Catastrófico, né? E verossímil também. O artigo termina com uma sugestão:

To do this, we need to uncouple our idea of progress from speed, separate the idea of speed from effi­ciency, pause and step back enough to realize that efficiency may be good for business and governments but does not always lead to mindfulness and sustainable, rewarding relationships.

Porra, isso é MUITO FODA:

To do this, we need to uncouple our idea of progress from speed, separate the idea of speed from effi­ciency

Noah Brier comentou em seu site uma entrevista de Bil Wasik, autor do livro “And The There’s This: How storie lives and dies in Viral Culture”

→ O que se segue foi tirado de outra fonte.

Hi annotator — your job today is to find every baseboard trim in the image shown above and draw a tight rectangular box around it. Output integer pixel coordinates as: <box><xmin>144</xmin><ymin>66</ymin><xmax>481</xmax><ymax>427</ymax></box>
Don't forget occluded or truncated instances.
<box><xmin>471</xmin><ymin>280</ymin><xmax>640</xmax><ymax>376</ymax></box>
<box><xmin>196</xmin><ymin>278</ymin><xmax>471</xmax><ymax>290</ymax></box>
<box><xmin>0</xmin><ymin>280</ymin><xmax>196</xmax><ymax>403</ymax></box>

Our meta-analyses of culture (tipping points, long tails, crossing the chasms, ideaviruses) have come to seem more relevant and vital than the content of culture itself.” That one made my head spin a little. It’s so true. As a culture we’ve become more obsessed with understanding how things spread than the things themselves. The model itself is the content. (Or, as McLuhan would say, the medium is the message.)

Noah Brier em um artigo

“The rise of social communications tools, from email to Twitter, has made this distinction quite a bit more problematic. That’s because we’re left with this funny in-between space where individuals are able to communicate with large groups but keep the intimacy of an interpersonal exchange. For lack of a better name, I’ve been thinking of this type of communication as interpersonal communication with scale. Blogs are a perfect example: individuals can talk to groups of hundreds, even thousands, with many in the audience feeling as though they’ve had a personal exchange.”

Muito foda, isso é o que dá ficar lendo Mcluhan. Você nunca leu, né? Pois é, eu também não. E nós dois devemos profundamente nos punir por isso.

E pra fechar, uma comparação do Noah Brier que dá muita raiva:

As a side note, I’ve been noticing that when I write I use a lot more parentheses than ever before, especially in print. I kind of think this is in place of hyperlinks”

Porra, é uma ordem: usem parênteses! Enriqueçam seus textos.